All around me are familiar faces

Worn out places

Worn out faces

Bright and early for their daily races

Going nowhere

Going nowhere

He walks through the halls and swears nobody sees him.

His coal-colored eyebrows inch towards each other, the crease they create splitting his forehead in two; his chapped lips are pursed and his hair, gritty and unwashed, hangs in his dark green eyes. His shoulders are hunched as he walks, the backpack he wears blocking them out as he thinks. What he thinks of, only one person can be sure now, and that person isn't even a real person; it's an animal of sorts. He's learned to call it a Digimon, or more specifically, Armadillomon. It always knows what the boy is thinking, because that's what it exists for. Mentally, he doesn't count it.

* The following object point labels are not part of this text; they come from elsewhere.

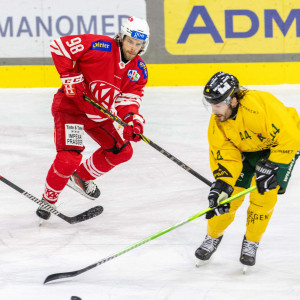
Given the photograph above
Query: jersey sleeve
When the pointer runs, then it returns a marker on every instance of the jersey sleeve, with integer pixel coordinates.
(283, 126)
(225, 159)
(129, 101)
(68, 49)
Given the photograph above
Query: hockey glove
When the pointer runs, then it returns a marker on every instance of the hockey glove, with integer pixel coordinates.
(219, 191)
(265, 176)
(135, 127)
(73, 84)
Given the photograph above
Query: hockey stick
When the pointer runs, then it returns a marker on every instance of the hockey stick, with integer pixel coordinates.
(148, 141)
(91, 213)
(144, 241)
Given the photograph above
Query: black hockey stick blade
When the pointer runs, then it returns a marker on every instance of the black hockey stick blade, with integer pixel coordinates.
(86, 215)
(57, 276)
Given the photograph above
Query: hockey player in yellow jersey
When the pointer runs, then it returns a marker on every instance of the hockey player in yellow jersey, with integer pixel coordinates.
(254, 138)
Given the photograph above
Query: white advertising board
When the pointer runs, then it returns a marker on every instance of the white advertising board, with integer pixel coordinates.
(28, 27)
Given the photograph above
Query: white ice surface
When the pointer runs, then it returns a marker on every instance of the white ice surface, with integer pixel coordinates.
(140, 198)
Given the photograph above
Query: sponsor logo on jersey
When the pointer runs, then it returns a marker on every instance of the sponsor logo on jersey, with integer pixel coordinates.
(133, 75)
(104, 92)
(259, 135)
(143, 67)
(221, 172)
(138, 35)
(101, 46)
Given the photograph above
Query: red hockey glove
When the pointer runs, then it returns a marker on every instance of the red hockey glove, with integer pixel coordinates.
(73, 84)
(135, 122)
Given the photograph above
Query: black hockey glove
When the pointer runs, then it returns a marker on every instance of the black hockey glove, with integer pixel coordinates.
(219, 191)
(265, 176)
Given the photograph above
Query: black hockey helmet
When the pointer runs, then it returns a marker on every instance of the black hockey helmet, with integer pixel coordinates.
(221, 87)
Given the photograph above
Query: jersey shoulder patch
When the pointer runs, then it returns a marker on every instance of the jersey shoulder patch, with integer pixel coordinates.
(141, 65)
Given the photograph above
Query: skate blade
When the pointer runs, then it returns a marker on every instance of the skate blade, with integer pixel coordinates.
(200, 263)
(79, 190)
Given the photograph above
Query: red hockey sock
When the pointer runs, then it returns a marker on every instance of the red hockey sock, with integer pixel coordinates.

He stops at a locker twice his size, rusted all around; the tiny girl next to him is struggling to grab her book from one of her shelves. He grabs it and hands it to her, and the blood rushes to her face. She grabs it and mumbles a hasty apology before quickly leaving, and it is as if they never spoke at all. As if he hadn't been kind, as if she hadn't been embarrassed to need help. This is the closest he ever gets to recognition.

The faces around him are tired, more tired than elementary students should look. Purple bags sag beneath most of their eyes, which more than a few small hands still rub the sleep out of. Nobody likes school here. Everyone is so worried about fitting in that they don't bother to include everyone else, and everyone is so tired from all the work that there is no chance to make good friends. Sometimes he thinks of it as a prison cell. He feels guilty for having the DigiEgg of Knowledge.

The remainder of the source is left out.